Front Hum Neurosci. 2009 Nov 24;3:37. doi: 10.3389/neuro.09.037.2009. eCollection 2009.
In complex genetic disorders such as schizophrenia, endophenotypes have potential utility both in identifying risk genes and in illuminating pathophysiology. This is due to their presumed status as closer in the etiopathological pathway to the causative genes than is the currently defining clinical phenomenology of the illness and thus their simpler genetic architecture than that of the full syndrome. There, many genes conferring slight individual risk are additive or epistatic (interactive) with regard to cumulative schizophrenia risk. In addition the use of endophenotypes has encouraged a conceptual shift away from the exclusive study of categorical diagnoses in manifestly ill patients, towards the study of quantitative traits in patients, unaffected relatives and healthy controls. A more recently employed strategy is thus to study unaffected first-degree relatives of schizophrenia patients, who share some of the genetic diathesis without illness-related confounds that may themselves impact fMRI task performance. Consistent with the multiple biological abnormalities associated with the disorder, many candidate endophenotypes have been advanced for schizophrenia, including measures derived from structural brain imaging, EEG, sensorimotor integration, eye movements and cognitive performance (Allen et al., 2009), but recent data derived from quantitative functional brain imaging measures present additional attractive putative endophenotypes. We will review two major, conceptually different approaches that use fMRI in this context. One, the dominant paradigm, employs defined cognitive tasks on which schizophrenia patients perform poorly as "cognitive stress tests". The second uses very simple probes or "task-free" approaches where performance in patients and controls is equal. We explore the potential advantages and disadvantages of each method, the associated data analytic approaches and recent studies exploring their interface with the genetic risk architecture of schizophrenia.

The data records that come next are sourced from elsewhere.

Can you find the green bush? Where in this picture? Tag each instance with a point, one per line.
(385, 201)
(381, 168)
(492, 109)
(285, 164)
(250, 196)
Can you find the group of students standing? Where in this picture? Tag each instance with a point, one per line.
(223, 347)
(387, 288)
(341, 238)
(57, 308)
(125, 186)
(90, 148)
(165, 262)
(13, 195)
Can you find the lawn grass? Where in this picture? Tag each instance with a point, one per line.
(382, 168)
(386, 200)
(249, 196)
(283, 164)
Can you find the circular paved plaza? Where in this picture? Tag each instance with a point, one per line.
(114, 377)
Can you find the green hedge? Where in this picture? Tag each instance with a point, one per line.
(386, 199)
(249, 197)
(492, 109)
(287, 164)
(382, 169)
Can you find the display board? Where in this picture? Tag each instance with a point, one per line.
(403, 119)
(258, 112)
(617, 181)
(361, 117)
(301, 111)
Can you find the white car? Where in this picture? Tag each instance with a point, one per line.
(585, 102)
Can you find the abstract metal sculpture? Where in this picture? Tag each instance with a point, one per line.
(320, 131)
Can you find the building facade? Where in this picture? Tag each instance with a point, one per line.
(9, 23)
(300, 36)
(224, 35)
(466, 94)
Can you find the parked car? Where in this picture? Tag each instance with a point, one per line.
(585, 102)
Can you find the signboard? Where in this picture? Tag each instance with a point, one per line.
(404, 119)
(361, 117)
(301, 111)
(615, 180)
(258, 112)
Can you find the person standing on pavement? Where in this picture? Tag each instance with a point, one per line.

在诸如精神分裂症这样的复杂遗传疾病中,内表型在识别风险基因和阐明病理生理学方面都具有潜在效用。这是因为与目前用于定义该疾病的临床现象学相比,它们在病因病理途径中被认为更接近致病基因,因此其遗传结构比整个综合征的遗传结构更简单。在那里,许多赋予个体轻微风险的基因在累积精神分裂症风险方面是相加的或上位性的(相互作用的)。此外,内表型的使用促使了一种概念上的转变,即从仅对明显患病患者的分类诊断研究,转向对患者、未患病亲属和健康对照的数量性状研究。因此,一种最近采用的策略是研究精神分裂症患者的未患病一级亲属,他们共享一些遗传素质,而没有可能自身影响功能磁共振成像任务表现的与疾病相关的混杂因素。与该疾病相关的多种生物学异常一致,许多候选内表型已被提出用于精神分裂症研究,包括源自结构性脑成像、脑电图、感觉运动整合、眼球运动和认知表现的测量指标(艾伦等人,2009年),但最近从定量功能性脑成像测量指标得出的数据呈现出另外一些有吸引力的假定内表型。我们将回顾在这种情况下使用功能磁共振成像的两种主要的、概念上不同的方法。一种是占主导地位的范式,采用精神分裂症患者表现不佳的特定认知任务作为“认知压力测试”。第二种使用非常简单的探测方法或“无任务”方法,患者和对照在这些方法中的表现是相同的。我们探讨每种方法的潜在优缺点、相关的数据分析方法以及最近探索它们与精神分裂症遗传风险结构之间联系界面的研究。